The question of relative worth is thornier when it comes to producer Warner Bros. TV. At this point, every episode of Big Bang represents pure profit to the studio, since CBS is almost certainly covering the full cost of production on the show, even after the actors’ salary hikes. What’s more, syndication rights to the show generate at least $2 million per half-hour, piling on even more profit for Warners. The studio also makes money from DVD and iTunes downloads. But there’s a case to be made that Big Bang’s biggest paydays are yet to come. One day in the future, for example, a streaming service such as Netflix will undoubtedly back up a Brinks truck for online rights to the show. And shorter term, when the cable rights for Big Bang come up for renewal in the next few years, it wouldn’t be shocking if Warners were able to negotiate an even bigger price tag for the show than its last sale. After all, reruns of the comedy have been transformative for TBS, often helping the cable network beat broadcast competition among viewers under 35. And the lack of big new comedy hits on the broadcast networks in recent years only makes Big Bang reruns more valuable. All of this means that if Big Bang had gone bye-bye, Warner Bros. would have been walking away from hundreds of millions in syndication money from the loss of what will now be 72 additional episodes. The tens of millions in extra salary  now being funneled to the Big Bang cast seems a relative pittance when compared to what’s expected to end up being billions in profit for the show. That was true for the final seasons of Friends, of course, which is why it’s tougher to say if Big Bang is a bigger deal to Warners than Friends was. But it’s hard not to say that both shows are at least equally important in value.

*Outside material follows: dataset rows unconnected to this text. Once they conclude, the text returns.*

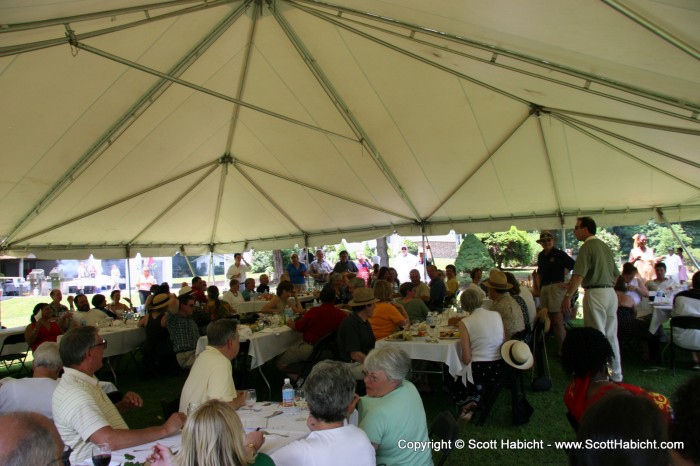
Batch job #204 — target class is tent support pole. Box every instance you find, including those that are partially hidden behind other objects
[654,207,700,269]
[269,7,422,219]
[125,244,134,309]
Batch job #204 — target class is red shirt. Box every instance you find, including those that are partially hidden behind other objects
[294,303,348,345]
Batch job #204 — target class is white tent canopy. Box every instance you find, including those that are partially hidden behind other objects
[0,0,700,258]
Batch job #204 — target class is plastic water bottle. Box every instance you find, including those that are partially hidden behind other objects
[282,379,296,416]
[284,306,294,324]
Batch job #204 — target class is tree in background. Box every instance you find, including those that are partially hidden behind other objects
[455,235,494,273]
[477,226,533,268]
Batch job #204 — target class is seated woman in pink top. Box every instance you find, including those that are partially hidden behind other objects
[24,303,73,351]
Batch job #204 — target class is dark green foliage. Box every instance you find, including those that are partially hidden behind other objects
[454,235,494,273]
[477,226,534,268]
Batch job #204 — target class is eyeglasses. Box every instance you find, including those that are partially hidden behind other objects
[90,338,107,349]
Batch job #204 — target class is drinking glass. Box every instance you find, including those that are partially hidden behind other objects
[294,388,306,411]
[245,388,258,411]
[92,443,112,466]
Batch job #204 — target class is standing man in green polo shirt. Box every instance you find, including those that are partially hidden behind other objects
[561,217,622,382]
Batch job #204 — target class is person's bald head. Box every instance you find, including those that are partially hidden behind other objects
[0,412,63,466]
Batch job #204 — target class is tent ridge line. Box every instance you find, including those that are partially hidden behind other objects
[0,0,241,57]
[8,161,217,248]
[279,0,700,111]
[75,42,357,142]
[290,2,529,105]
[0,5,252,248]
[302,3,697,121]
[269,2,420,217]
[129,160,219,243]
[209,154,233,242]
[533,116,562,218]
[603,0,700,60]
[559,115,700,168]
[226,3,262,153]
[552,114,698,189]
[234,166,304,232]
[0,0,235,34]
[236,159,413,220]
[542,107,700,132]
[426,112,532,222]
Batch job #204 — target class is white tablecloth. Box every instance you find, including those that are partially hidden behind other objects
[196,327,301,369]
[56,323,146,358]
[375,337,473,381]
[89,402,310,466]
[649,303,673,335]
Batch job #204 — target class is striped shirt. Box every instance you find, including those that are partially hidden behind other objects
[53,367,129,464]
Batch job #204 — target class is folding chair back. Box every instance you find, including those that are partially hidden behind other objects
[428,411,459,466]
[0,333,29,376]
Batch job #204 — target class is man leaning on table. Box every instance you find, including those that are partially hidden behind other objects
[180,319,245,413]
[338,288,379,380]
[561,217,622,382]
[53,326,185,464]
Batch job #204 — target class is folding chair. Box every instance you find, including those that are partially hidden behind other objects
[428,411,459,466]
[284,332,338,388]
[670,316,700,376]
[0,333,29,376]
[232,340,252,389]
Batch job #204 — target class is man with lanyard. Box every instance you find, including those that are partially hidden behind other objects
[536,231,575,352]
[561,217,622,382]
[309,249,333,287]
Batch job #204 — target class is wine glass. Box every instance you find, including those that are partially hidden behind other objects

In the end, of course, every salary negotiation is its own unique animal. Whether Big Bang is more or less “valuable” than earlier sitcoms isn’t what ultimately decided the final cost of the cast’s new deal. At the time, Jennifer Aniston was seen as a bigger potential movie star than any of the Big Bang crew is today, something which gave her — and, by extension, her Friends friends — more leverage than their present-day peers. And while the Big Bang actors may be getting a smaller per episode salary in terms of real, 2014 dollars, what’s not known is exactly how much they’ll make from their increased ownership in the series. The Seinfeld sidekicks are not believed to have gotten any back-end profit participation (though Seinfeld himself, as a creator, did). The Friends gang did get a stake, but the exact amount wasn’t widely known at the time and could well have been smaller than what the Big Bang actors will get. In any event, all of the actors on Big Bang had high-profile agents and lawyers looking after them, meaning it’s unlikely that much money was left on the table. Likewise, even though they’ll be handing out much bigger paychecks this fall, Warner Bros. and CBS will still end up making an absurd amount of money off of a half-hour comedy about some lovable nerds. Bang!